Many experts believe that the Israeli Mossad killed al-Mahbou, whose involvement in attacks on Israeli targets – not to mention arranging arms deals between Hamas and Iran – would definitely have earned him top honors on Jerusalem’s hit list (see British journalist Gordon Thomas’s fascinating look at the process by which the Israeli government authorizes assassinations). One reason why fingers point at Mossad is the alleged professionalism and sophistication of the operation. Hotel and airport cameras show the killers stalking their target from the moment his plane his landed until he arrived at his hotel (where two of the assassins – dressed in tennis clothes – joined al-Mabhou on an elevator as they followed him to his room). They constantly donned different wigs and beards, and carefully routed their communications through Austria rather than rely on the local phone system.

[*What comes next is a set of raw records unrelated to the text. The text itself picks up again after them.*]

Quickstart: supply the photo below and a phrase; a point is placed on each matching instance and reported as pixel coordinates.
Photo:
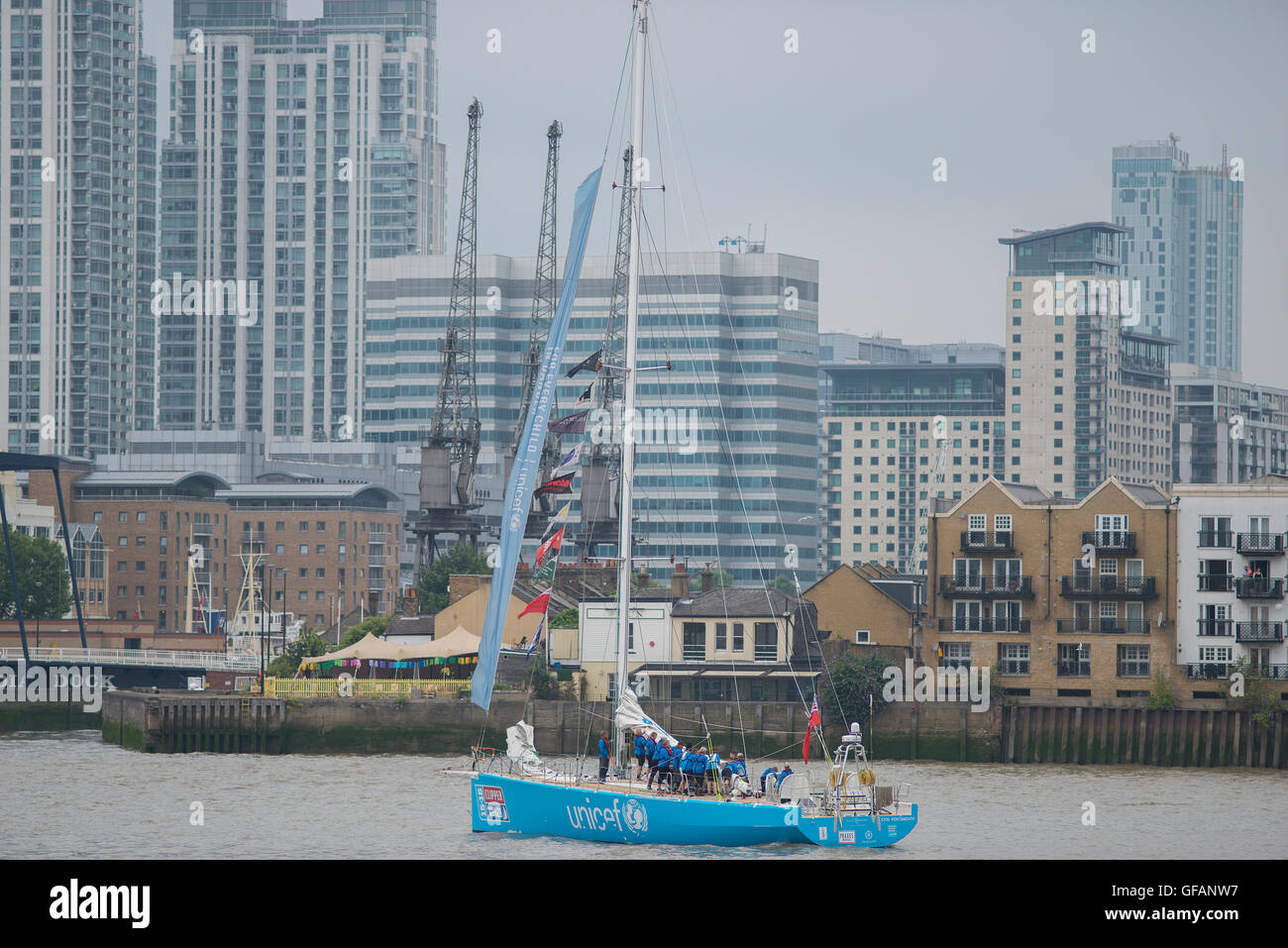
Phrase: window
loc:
(954, 655)
(767, 642)
(1074, 661)
(695, 642)
(1133, 661)
(1014, 660)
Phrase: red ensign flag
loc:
(814, 720)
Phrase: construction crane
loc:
(542, 313)
(450, 450)
(600, 474)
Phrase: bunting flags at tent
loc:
(540, 604)
(555, 485)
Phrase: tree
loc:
(854, 682)
(565, 620)
(44, 582)
(432, 582)
(541, 681)
(784, 583)
(288, 662)
(376, 625)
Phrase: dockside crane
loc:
(600, 475)
(450, 449)
(544, 299)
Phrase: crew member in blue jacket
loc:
(660, 758)
(772, 773)
(604, 754)
(677, 756)
(699, 772)
(640, 751)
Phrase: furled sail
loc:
(630, 716)
(519, 746)
(523, 475)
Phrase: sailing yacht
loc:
(533, 797)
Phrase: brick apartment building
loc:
(1060, 597)
(331, 544)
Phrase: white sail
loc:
(630, 716)
(519, 746)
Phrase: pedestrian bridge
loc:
(136, 657)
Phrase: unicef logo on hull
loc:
(635, 817)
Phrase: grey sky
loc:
(832, 147)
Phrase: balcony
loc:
(1263, 544)
(983, 541)
(1216, 582)
(1108, 586)
(983, 625)
(1008, 586)
(1112, 540)
(1120, 626)
(1262, 587)
(1258, 631)
(1207, 672)
(1216, 537)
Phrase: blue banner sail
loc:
(523, 475)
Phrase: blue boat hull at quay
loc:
(532, 807)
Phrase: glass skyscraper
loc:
(297, 153)
(77, 253)
(741, 335)
(1185, 247)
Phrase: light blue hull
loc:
(509, 805)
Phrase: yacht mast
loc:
(632, 308)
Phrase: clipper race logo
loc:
(492, 805)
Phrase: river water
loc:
(68, 794)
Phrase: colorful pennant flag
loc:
(814, 720)
(545, 576)
(550, 545)
(536, 636)
(539, 604)
(570, 424)
(591, 364)
(555, 485)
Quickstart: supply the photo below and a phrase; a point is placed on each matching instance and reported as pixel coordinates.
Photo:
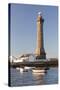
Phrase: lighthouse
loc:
(40, 52)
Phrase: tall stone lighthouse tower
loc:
(40, 52)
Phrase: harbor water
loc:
(29, 78)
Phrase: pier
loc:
(48, 64)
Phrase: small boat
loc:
(39, 70)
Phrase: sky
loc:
(24, 29)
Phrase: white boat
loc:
(37, 70)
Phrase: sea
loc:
(29, 78)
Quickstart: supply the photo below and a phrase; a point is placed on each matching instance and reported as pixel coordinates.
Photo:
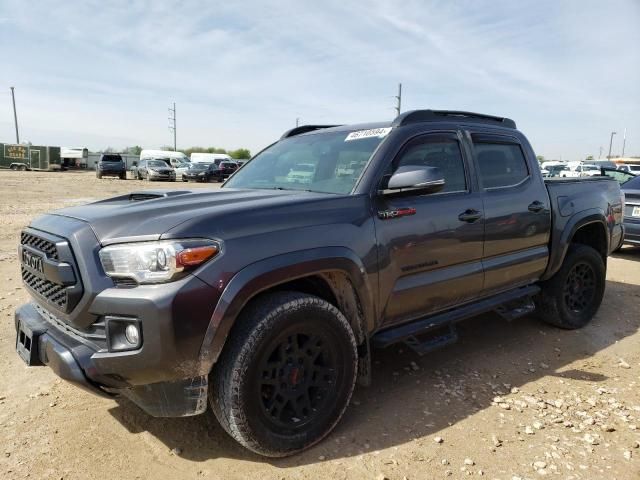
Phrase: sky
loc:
(100, 74)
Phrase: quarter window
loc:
(500, 164)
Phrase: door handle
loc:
(469, 215)
(536, 206)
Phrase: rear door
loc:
(430, 245)
(517, 212)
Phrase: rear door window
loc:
(500, 163)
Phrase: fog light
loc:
(132, 334)
(123, 333)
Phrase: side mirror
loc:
(416, 178)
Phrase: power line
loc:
(172, 124)
(15, 115)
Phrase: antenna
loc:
(172, 124)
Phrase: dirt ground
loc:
(519, 400)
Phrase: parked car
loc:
(111, 165)
(199, 172)
(580, 170)
(629, 168)
(199, 157)
(264, 299)
(207, 172)
(152, 169)
(154, 154)
(619, 175)
(631, 190)
(552, 168)
(225, 170)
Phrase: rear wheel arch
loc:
(589, 229)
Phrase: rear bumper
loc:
(163, 377)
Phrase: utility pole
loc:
(172, 124)
(15, 115)
(610, 144)
(399, 99)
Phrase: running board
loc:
(510, 305)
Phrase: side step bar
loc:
(509, 305)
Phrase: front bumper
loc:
(163, 376)
(632, 232)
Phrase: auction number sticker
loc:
(373, 132)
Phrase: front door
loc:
(430, 246)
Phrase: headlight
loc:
(156, 262)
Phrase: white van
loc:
(174, 157)
(178, 160)
(209, 157)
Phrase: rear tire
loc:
(573, 295)
(286, 374)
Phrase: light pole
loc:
(399, 99)
(610, 145)
(15, 115)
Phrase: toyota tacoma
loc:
(265, 299)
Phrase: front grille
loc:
(52, 292)
(44, 283)
(45, 246)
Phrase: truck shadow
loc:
(413, 401)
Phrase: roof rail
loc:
(418, 116)
(304, 129)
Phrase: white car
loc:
(301, 173)
(630, 168)
(181, 168)
(582, 170)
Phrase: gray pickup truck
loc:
(265, 299)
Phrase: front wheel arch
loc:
(336, 264)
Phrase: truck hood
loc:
(147, 215)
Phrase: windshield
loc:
(328, 162)
(633, 183)
(156, 163)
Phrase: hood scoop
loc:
(151, 194)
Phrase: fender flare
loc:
(264, 274)
(560, 245)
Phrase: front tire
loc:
(573, 295)
(286, 374)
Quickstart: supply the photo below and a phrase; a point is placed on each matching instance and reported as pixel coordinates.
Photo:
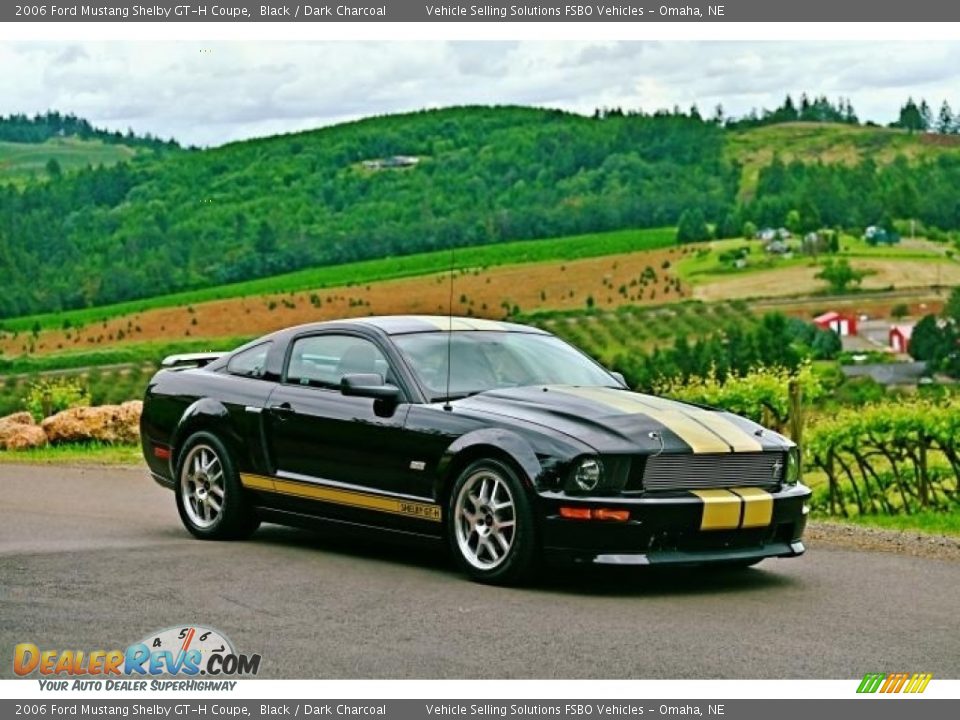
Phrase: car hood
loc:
(619, 421)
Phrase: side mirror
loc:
(369, 385)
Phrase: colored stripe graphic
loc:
(695, 434)
(349, 498)
(891, 683)
(757, 507)
(735, 508)
(721, 509)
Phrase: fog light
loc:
(588, 473)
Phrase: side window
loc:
(250, 362)
(322, 360)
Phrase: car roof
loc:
(406, 324)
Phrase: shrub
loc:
(48, 396)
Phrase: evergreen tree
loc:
(945, 119)
(692, 226)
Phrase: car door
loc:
(327, 447)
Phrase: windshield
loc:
(488, 360)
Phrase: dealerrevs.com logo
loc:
(894, 683)
(186, 651)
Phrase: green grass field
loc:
(81, 454)
(635, 329)
(705, 262)
(21, 161)
(941, 523)
(527, 251)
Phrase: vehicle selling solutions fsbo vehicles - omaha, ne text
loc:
(500, 439)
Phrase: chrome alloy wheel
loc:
(202, 486)
(485, 518)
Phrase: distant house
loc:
(875, 235)
(900, 338)
(778, 247)
(841, 324)
(397, 161)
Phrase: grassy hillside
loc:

Notice I say “alleged professionalism” of the killers, because leaving behind enough clues for the Dubai authorities to put out Interpol warrants doesn’t seem like the handiwork of pros. Political assassinations are often done in a spectacular manner to send a message (nothing says “I hate you” more than a car bomb). But competent assassins try to quietly slip in and out; their work is the message, not themselves. Mossad may or may have carried out the operation; Al-Mahbou was an arms dealer with a lot of enemies, including various Arab states and other Palestinians. But whoever was behind the killing almost certainly didn’t bank on the faces of the hit team appearing on post office bulletin boards.
Regardless who authorized it, al-Mahbou’s demise raises a question: Will state-sponsored political assassinations become a thing of the past? Novels and TV shows like “24” make these kinds of operations look easy. So does the American government. If the target is some Taliban leader in a remote Pakistani village, the U.S. sends in a missile-armed Predator or a commando team. No fuss, no furor, because it happens in places that don’t even have electricity.
But what if your target is in Paris or Tokyo? The world is becoming more restricted. Border controls are tighter, passports have computer chips, governments scrutinize passenger lists. There are cameras on traffic lights, ATMs and public parks, to the point where many of us in the developed world are being recorded all the time without even knowing it. Which means that it will become very hard for an assassin to avoid leaving some kind of trail, especially if it’s an 11-strong hit team as in the Dubai killing.
This won’t stop political assassinations. There will always be someone with a score to settle and the ruthlessness to do it. But it does suggest that government-sponsored assassinations will become more rare for fear of exposure. The shadow war will come out of the shadows.